The new Tate Turbine Hall installation by Ai Weiwei reminds me of another Tate Turbine Hall installation, shown in the photos below.
Like Weiwei’s installation this is a very low-lying piece of work, made out of a very large number of similar elements. This time it’s not artificial sunflower seeds though, it’s flowers.
It’s called Crocus Carpet and it consists (as you can hopefully see in the photo below), of the whole floor of the gallery being turfed over and planted with crocuses (apart from the pleasant pathways between the flowers). Art is often concerned with questioning one’s perceptions, and that’s exactly what this work does.The sensation of strolling through what feels for all the world like an area of parkland while actually being inside a huge cathedral-like industrial building is unsettling and disorientating. At the time of my visit several people were sitting on specially installed benches admiring the flowers – and eating sandwiches. I didn’t realise that you were allowed to do that sort of thing in art galleries.
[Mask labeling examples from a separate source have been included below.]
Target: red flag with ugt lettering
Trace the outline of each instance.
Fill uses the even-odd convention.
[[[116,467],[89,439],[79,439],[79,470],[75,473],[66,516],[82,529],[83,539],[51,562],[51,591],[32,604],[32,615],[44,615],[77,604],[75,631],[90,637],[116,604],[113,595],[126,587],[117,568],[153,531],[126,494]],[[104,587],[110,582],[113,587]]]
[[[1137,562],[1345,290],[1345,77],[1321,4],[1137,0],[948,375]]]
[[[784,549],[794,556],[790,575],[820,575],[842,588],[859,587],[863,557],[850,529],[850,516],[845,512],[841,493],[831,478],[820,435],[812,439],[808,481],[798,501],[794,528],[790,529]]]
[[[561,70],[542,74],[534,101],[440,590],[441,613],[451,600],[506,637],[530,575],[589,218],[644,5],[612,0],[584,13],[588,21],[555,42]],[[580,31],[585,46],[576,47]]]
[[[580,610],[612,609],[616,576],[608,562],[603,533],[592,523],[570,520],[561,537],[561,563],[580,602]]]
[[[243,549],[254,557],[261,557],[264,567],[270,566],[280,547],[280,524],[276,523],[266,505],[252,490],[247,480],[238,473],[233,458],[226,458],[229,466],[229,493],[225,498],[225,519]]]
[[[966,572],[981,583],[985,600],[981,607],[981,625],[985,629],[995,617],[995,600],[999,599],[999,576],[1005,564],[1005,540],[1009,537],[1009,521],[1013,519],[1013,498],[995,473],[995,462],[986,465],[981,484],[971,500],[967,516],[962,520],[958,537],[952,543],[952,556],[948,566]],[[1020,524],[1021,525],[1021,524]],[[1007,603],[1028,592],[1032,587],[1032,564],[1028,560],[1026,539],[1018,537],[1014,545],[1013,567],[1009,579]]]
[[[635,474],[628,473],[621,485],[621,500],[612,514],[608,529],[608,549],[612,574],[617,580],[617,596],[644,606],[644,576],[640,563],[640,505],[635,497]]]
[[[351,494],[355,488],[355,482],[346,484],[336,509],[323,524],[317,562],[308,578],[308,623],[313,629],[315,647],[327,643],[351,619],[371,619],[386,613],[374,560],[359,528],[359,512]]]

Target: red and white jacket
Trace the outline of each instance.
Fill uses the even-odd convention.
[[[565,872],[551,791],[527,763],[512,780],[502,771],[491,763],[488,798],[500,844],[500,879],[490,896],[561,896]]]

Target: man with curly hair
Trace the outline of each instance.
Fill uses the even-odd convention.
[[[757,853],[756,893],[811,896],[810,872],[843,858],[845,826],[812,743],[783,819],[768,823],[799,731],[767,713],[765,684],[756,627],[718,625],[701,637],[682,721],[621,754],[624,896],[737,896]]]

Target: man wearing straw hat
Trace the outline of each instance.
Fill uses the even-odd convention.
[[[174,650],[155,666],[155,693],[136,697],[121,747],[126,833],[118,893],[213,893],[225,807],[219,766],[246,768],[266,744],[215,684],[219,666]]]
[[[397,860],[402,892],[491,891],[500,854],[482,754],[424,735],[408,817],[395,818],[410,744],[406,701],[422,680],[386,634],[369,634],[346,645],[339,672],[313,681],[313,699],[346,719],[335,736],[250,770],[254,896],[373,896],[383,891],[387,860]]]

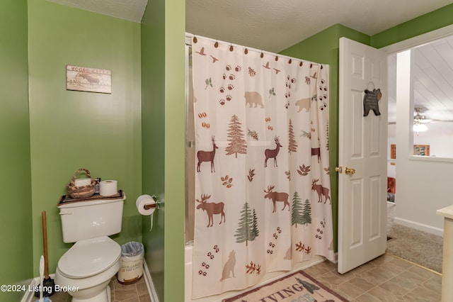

Crocus Carpet doesn’t only make you question your perceptions because of the fact that it’s an outdoor space that’s been transported indoors though. It also does so because the crocuses aren’t crocuses at all. Here’s a close-up photo of them.
That’s right. They’re not crocuses. They’re darts.
Here’s one copied from the catalogue.

A crocus from the Turbine Hall's Crocus Carpet
As the artist says “The installation explores concepts of reality, illusion, perception and deception by utilising the dissonance arising from the similarity in appearance and the contrast in nature between crocus flowers and darts.”It sounds a bit pretentious to be honest, but then that’s artists for you. I think it’s meant to be something about the difference between the soft, warm nature of the flowers and the hard, aggressive nature of darts.The artist goes on to say that the work “is anchored to deeper currents of unreality than are evident simply by observing and interacting with the piece.” I’m not sure what that’s supposed to mean. It smacks of obscurantism to me. I’ll try to find out and mention it later.
Apart from the usual caveat about contemporary art’s need to over-intellectualise itself, it’s an excellent piece of thought provoking and engaging conceptual work.
The work also explores areas of reality and unreality because the work actually never existed at all. It was, and still is, a fabrication within the mind of the artist himself. Or so I’m told.